While there is a well-functioning system of cornea banks in Germany and, according to Cursiefen, there is only a “relative” lack of donors in Germany and Europe, the scale of the shortfall in developing countries is dramatic. It is calculated that in these countries, there is one donor for approximately 70 potential recipients.
The following potential strategies could help to mitigate the lack of donors:
Increasing the willingness to donate (by, for example, boosting the distribution of donor cards)
Splitting the cornea (as in liver transplant surgery, dividing the donor cornea so that it can be used in two or more recipients)
Using cell-therapy procedures to potentially use tissue from one donor cornea for multiple recipients
Transplanting artificial corneas (Boston keratoprosthesis, for example)
Transplanting biocorneas (there are various approaches here to use biologically degradable tissue that can gradually be taken over by the recipient)
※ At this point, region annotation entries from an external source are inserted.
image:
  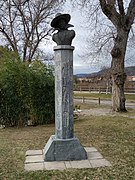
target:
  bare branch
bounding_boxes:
[117,0,125,16]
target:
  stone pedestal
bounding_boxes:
[44,45,87,161]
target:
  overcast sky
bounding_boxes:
[43,2,135,74]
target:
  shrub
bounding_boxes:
[0,59,54,126]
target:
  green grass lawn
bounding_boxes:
[0,116,135,180]
[74,92,135,102]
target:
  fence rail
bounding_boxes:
[74,86,135,93]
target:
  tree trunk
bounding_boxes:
[111,30,128,112]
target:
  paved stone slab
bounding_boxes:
[90,159,111,168]
[44,161,66,170]
[84,147,97,153]
[87,152,103,160]
[70,160,92,169]
[25,147,111,171]
[26,150,43,156]
[24,163,44,171]
[25,155,44,164]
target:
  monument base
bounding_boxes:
[44,135,87,161]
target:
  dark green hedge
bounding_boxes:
[0,60,55,126]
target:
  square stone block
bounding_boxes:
[87,152,103,160]
[24,163,44,171]
[84,147,97,153]
[26,150,43,156]
[43,136,87,162]
[70,160,92,169]
[44,161,66,170]
[90,159,111,168]
[25,155,44,164]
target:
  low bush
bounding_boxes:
[0,59,55,126]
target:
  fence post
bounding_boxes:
[98,97,100,105]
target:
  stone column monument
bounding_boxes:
[44,13,87,161]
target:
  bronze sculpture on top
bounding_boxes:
[51,13,75,45]
[44,13,87,161]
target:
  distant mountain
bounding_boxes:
[75,66,135,78]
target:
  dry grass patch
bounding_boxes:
[0,116,135,180]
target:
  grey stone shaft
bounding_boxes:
[54,45,74,139]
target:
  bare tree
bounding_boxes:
[72,0,135,112]
[0,0,62,62]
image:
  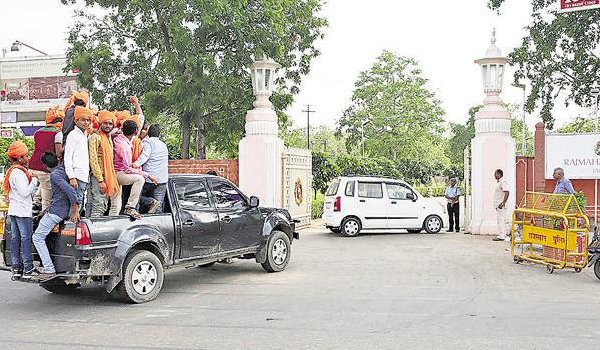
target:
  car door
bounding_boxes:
[355,181,388,229]
[173,179,221,259]
[208,179,264,251]
[385,182,423,228]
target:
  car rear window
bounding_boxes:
[358,182,383,198]
[345,181,356,197]
[325,179,340,196]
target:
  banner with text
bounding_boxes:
[559,0,600,12]
[546,133,600,179]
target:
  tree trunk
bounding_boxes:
[181,114,191,159]
[195,113,206,159]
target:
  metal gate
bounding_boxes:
[281,148,312,228]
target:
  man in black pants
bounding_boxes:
[446,178,460,232]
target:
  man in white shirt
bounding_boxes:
[493,169,510,241]
[3,141,38,279]
[63,106,93,208]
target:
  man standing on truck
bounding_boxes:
[113,120,158,219]
[63,106,92,206]
[33,152,79,280]
[133,124,169,214]
[86,110,121,217]
[3,141,38,279]
[29,106,64,211]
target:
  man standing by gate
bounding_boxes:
[446,178,460,232]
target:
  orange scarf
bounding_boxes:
[131,136,143,162]
[3,164,31,201]
[98,131,119,196]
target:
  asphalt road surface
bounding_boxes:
[0,227,600,349]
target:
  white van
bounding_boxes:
[323,176,446,237]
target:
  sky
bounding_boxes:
[0,0,588,130]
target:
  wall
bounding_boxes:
[169,159,240,186]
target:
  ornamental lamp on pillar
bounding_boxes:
[469,29,520,235]
[250,56,281,108]
[475,29,510,104]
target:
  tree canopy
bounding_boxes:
[337,51,449,181]
[61,0,327,158]
[488,0,600,129]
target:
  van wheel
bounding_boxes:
[117,250,164,304]
[261,231,292,272]
[423,215,442,233]
[340,217,362,237]
[40,281,80,295]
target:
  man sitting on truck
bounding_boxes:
[86,110,121,217]
[33,152,79,280]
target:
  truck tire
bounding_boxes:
[40,281,80,295]
[116,250,164,304]
[261,231,292,272]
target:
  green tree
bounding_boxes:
[312,152,339,198]
[337,51,449,175]
[61,0,326,158]
[488,0,600,129]
[557,117,595,134]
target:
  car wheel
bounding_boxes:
[261,231,292,272]
[117,250,164,304]
[341,217,362,237]
[594,260,600,280]
[423,215,442,233]
[40,281,81,295]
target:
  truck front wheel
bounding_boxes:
[116,250,164,304]
[261,231,292,272]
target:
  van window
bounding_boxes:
[345,181,356,197]
[358,182,383,198]
[325,179,340,196]
[385,183,412,199]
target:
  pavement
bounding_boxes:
[0,226,600,349]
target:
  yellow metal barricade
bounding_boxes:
[510,192,590,273]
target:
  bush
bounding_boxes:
[311,193,325,219]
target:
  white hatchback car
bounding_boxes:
[323,176,446,237]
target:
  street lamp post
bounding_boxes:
[590,87,600,132]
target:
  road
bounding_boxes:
[0,227,600,349]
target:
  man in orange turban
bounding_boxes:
[88,110,121,217]
[62,91,90,147]
[3,141,38,279]
[29,106,64,211]
[63,106,93,207]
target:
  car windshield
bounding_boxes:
[325,179,340,196]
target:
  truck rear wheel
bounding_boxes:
[261,231,292,272]
[117,250,164,304]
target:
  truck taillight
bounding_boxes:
[75,222,92,245]
[333,196,342,211]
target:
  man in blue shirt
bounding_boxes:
[133,124,169,214]
[552,168,575,194]
[446,178,460,232]
[32,152,79,280]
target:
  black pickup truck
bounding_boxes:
[0,175,299,303]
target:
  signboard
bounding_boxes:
[560,0,600,12]
[0,129,14,139]
[546,133,600,179]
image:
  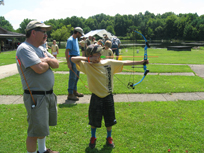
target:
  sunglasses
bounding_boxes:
[34,29,47,34]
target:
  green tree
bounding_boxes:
[106,26,115,35]
[0,16,14,32]
[51,25,74,47]
[17,18,32,34]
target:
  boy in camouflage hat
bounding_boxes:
[71,45,149,149]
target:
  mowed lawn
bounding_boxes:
[0,48,204,153]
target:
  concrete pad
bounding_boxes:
[0,95,21,104]
[189,65,204,78]
[196,92,204,100]
[159,72,195,76]
[163,93,202,101]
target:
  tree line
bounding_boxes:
[0,11,204,41]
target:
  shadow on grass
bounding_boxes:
[85,145,113,153]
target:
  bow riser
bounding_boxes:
[128,31,150,89]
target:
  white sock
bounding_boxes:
[38,137,47,153]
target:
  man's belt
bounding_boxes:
[24,90,53,95]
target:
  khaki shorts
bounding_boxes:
[23,93,57,137]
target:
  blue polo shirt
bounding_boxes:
[66,36,80,56]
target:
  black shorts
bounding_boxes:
[81,47,85,51]
[89,94,117,128]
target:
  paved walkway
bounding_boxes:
[0,64,204,104]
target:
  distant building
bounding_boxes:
[0,27,26,51]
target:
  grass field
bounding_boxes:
[0,47,204,153]
[0,100,204,153]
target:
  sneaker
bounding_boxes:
[89,137,96,149]
[67,94,79,101]
[74,92,84,97]
[37,149,59,153]
[106,137,115,148]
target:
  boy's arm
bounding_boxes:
[71,56,99,65]
[123,60,149,65]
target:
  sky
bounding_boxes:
[0,0,204,30]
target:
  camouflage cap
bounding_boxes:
[85,44,103,57]
[25,20,52,32]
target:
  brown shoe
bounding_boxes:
[67,94,79,101]
[37,149,59,153]
[74,91,84,97]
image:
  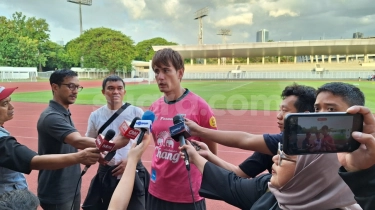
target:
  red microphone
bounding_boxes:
[119,117,141,139]
[81,129,116,176]
[95,129,116,152]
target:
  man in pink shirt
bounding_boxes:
[147,48,217,210]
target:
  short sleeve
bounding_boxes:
[43,113,78,143]
[263,133,283,155]
[199,162,271,209]
[85,112,99,138]
[199,99,217,130]
[0,136,38,174]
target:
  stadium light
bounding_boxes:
[217,29,232,44]
[67,0,92,34]
[194,7,208,44]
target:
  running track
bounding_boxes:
[1,81,279,210]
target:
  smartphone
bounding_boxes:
[283,112,363,155]
[187,140,201,151]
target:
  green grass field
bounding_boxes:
[12,81,375,111]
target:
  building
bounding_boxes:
[353,32,364,39]
[256,29,269,42]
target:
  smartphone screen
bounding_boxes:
[283,112,363,155]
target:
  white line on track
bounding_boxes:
[225,82,253,92]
As an example of biocorneas, Cursiefen referred to a technique in which a transparent and stable transplant product is generated using modified scales from the tilapia fish, and this product is then used as a matrix and successively taken over by the recipient.
According to Cursiefen, the fish-scale transplant is currently an interesting approach to treating ocular injuries, but it is certainly not the overall solution to the lack of transplant tissue.
This article was translated from the Medscape German edition.